Remove the word crap from that paragraph and the phrase about conclusions about taste and I agree with you completely.

We don't give our kids the basis upon which to make sound aesthetic judgments.

This may also be true, although I stick to my elitist argument. Who is the arbiter of aesthetics? There are an enormous amount of personal and cultural extenuating circumstances, although there are certainly some basic standards.

I will use myself as an example. I LOVE kitschy television. Sitcoms, soap operas, vapid detective shows. They make me laugh, I don't have to think...and they bring joy into my life. I even designate them kitschy crap.

But I will tell you this...I would rather spend two hours watching that kind of thing, than to sit through the excruciatingReds again or be entirely bored out of my skull watching, say, Annie Hall. Or be forced to consume the artistic, but morally bereft American Beauty.

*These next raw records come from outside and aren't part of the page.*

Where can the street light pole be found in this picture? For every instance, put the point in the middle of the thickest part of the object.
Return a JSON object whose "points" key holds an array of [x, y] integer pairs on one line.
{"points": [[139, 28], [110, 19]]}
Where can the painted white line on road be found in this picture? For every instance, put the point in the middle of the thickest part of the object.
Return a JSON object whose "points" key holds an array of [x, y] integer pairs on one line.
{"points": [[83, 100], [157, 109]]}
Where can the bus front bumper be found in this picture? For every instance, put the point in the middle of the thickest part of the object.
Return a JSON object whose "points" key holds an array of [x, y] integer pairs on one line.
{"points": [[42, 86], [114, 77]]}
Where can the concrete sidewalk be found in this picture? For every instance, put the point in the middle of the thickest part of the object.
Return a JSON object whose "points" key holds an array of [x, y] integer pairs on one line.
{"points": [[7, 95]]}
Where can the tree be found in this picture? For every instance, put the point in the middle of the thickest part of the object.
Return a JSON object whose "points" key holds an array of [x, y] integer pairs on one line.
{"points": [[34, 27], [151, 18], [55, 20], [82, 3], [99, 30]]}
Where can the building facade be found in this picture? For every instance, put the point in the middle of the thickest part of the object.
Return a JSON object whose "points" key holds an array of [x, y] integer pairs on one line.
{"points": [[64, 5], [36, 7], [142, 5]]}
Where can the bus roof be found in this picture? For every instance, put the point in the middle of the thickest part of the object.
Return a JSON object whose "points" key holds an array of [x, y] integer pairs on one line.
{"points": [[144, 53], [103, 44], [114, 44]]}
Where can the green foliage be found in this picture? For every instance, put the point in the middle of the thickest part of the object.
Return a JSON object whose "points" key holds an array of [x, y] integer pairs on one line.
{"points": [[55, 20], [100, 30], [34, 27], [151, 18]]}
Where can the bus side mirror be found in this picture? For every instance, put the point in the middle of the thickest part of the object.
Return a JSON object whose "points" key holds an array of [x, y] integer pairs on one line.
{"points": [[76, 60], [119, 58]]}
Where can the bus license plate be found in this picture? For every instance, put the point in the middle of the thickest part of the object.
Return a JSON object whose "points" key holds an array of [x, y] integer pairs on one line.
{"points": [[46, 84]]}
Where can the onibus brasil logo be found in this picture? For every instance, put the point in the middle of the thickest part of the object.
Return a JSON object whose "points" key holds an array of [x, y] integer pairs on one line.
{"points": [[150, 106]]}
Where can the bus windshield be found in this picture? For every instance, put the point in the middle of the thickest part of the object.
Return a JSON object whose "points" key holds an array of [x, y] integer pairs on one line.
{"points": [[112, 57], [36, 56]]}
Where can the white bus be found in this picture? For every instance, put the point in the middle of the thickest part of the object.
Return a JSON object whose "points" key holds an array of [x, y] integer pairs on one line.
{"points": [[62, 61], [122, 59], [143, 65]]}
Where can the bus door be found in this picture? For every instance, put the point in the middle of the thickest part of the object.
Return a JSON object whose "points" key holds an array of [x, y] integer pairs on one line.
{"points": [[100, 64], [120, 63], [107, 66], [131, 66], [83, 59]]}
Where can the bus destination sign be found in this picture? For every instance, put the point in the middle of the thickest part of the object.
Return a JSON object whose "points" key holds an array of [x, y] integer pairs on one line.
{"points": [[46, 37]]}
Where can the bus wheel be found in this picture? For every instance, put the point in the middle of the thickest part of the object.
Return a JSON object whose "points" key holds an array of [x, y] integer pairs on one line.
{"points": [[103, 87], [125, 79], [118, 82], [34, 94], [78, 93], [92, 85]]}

Now, I can most certainly tell you why, artistically, those films are a cut above. My education has given me the opportunity to analyze exactly why they are fantastic. They were critically acclaimed. I can appreciate them for the amazing "Art" that they are...but they bring me absolutely no joy. I can play the game. I know what "taste" is. Instead, for my life I choose joy and fun. Perhaps I'm simply lazy. Or perhaps I don't want to waste my life surrounding myself with things that speak to my impeccable taste, rather than my joyful soul.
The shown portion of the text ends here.